Lucy’s brows rose. “I see.”
“Quinn Colfax was a witness to the conversation.”
“I should have known.” Lucy shook her head. “My guardian angel couldn’t let it go. In addition to allowing Brinker to bruise himself on his own vehicle, did you by any chance make threats?”
“More like promises. I let Brinker know that if anything happened to you, he would have to deal with me.”
“He would have believed you,” Lucy said. She was silent for a beat while she absorbed that information. Understanding darkened her eyes. “You thought that if you threatened him he would go after you first. He would have been obsessed with rage because you dared to get in his way.”
“I wanted to distract him.”
“You deliberately made yourself a target. What on earth did you think was going to happen?”
Mason said nothing. He watched as another shock of comprehension struck her. Tension coiled inside him. He had no clue how she would react.
“Dear heaven,” she whispered. “You intended to kill him if he came after you.”
Mason let the statement seethe in the atmosphere between them. There was nothing more he could say.
Lucy took a deep breath and let it out slowly. “I need a moment here.”
Mason sat quietly, waiting for the verdict. Thirteen years ago he had been willing to cross the line. Lucy had to know that he probably hadn’t changed all that much over time. He would do a lot for Lucy, but some things he could not do. He could not pretend that he was all that different from the nineteen-year-old he had been that summer. Given the same set of circumstances, he would be willing to cross the line again.
“I don’t know what to say except thank you,” Lucy said. “And I’m very, very glad you didn’t have to do it.”
It was not the reaction he had been expecting, Mason realized. Then again, he hadn’t known what to expect.
“I don’t want your thanks,” he began.
“You were only nineteen. It would have been a heavy burden for you to carry. Aunt Sara understood that. She also knew that Brinker was a monster and a threat both to me and to you. She considered herself to be the adult in that situation. She knew she couldn’t go to the police because Hobbs wouldn’t have paid any attention to her. She took care of Brinker so that you wouldn’t have to do it.”

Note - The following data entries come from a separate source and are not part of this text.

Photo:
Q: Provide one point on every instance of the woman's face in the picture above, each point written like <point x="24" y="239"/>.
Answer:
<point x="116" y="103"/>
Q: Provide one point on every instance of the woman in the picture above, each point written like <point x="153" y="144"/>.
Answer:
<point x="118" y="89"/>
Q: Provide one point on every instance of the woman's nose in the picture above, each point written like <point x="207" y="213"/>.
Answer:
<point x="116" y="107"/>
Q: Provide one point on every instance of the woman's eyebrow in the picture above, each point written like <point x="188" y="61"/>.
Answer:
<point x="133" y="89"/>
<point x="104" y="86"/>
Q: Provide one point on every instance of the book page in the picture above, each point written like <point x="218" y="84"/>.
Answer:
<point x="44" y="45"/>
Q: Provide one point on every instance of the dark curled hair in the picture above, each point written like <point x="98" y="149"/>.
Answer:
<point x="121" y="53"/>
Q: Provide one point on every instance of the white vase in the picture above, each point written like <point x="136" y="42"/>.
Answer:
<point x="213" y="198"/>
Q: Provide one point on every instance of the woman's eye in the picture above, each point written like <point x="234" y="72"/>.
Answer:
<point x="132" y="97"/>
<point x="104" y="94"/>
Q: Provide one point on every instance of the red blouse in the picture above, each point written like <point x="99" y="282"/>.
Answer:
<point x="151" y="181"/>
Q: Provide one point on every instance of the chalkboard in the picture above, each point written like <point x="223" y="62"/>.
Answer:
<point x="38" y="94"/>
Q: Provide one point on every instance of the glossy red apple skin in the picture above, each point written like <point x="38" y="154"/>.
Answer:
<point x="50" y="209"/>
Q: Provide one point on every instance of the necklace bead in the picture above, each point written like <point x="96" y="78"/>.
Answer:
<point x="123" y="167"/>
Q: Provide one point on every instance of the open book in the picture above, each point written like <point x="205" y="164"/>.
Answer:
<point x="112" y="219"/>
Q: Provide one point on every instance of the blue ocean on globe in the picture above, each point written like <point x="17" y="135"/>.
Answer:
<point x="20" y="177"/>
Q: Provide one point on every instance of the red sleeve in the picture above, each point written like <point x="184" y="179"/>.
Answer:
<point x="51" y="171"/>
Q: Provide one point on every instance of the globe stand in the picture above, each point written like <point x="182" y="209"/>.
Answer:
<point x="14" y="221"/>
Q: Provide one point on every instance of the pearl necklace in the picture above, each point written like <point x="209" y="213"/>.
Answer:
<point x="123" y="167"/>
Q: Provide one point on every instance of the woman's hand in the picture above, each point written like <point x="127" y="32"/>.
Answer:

Mason looked through the kitchen doorway at the crime scene tape strung across the entrance to the living room. “You sound very sure you know what was going through Sara’s mind at the time.”
“I am sure, now that I know her secret and the facts. People tell me that I’m a lot like her, you know.”
“Yeah?”
“Oh, not the eccentric, flower-child, student-of-enlightenment thing. But deep down I understood her better than anyone else in the family did. And she understood me. So yes, in hindsight I can imagine her thought processes and her logic.”
Mason nodded. “I get it.”
Silence stretched between them.
“Did you search for him?” Lucy asked suddenly.
“Brinker? Oh, yeah, from time to time over the years. After Aaron got the program up and running I plugged in everything I knew about Brinker. Alice came up with a high probability that he had been murdered the summer he disappeared.”
“Well, it looks like that conclusion may be right.”
“Alice also estimated that there was an eighty-nine percent probability that Brinker had been killed by someone who knew him and that the motive was personal. He wasn’t the victim of a drug deal gone bad.”
“A reasonable conclusion. Brinker was too smart to get caught in that kind of scenario.”
“Yes.”
Lucy regarded him with an expression that could only be classified as one of professional interest.
“Did Alice offer up a list of possible suspects?” she asked.
“I fed in all the names of the people I could remember who had been associated with Brinker that summer. The program spit out only one serious suspect.”
Lucy winced. “You?”
“Me.”
“Whew. Good thing Fletcher Consulting was not called in by the local police to consult on the Brinker case at some point during the past thirteen years.”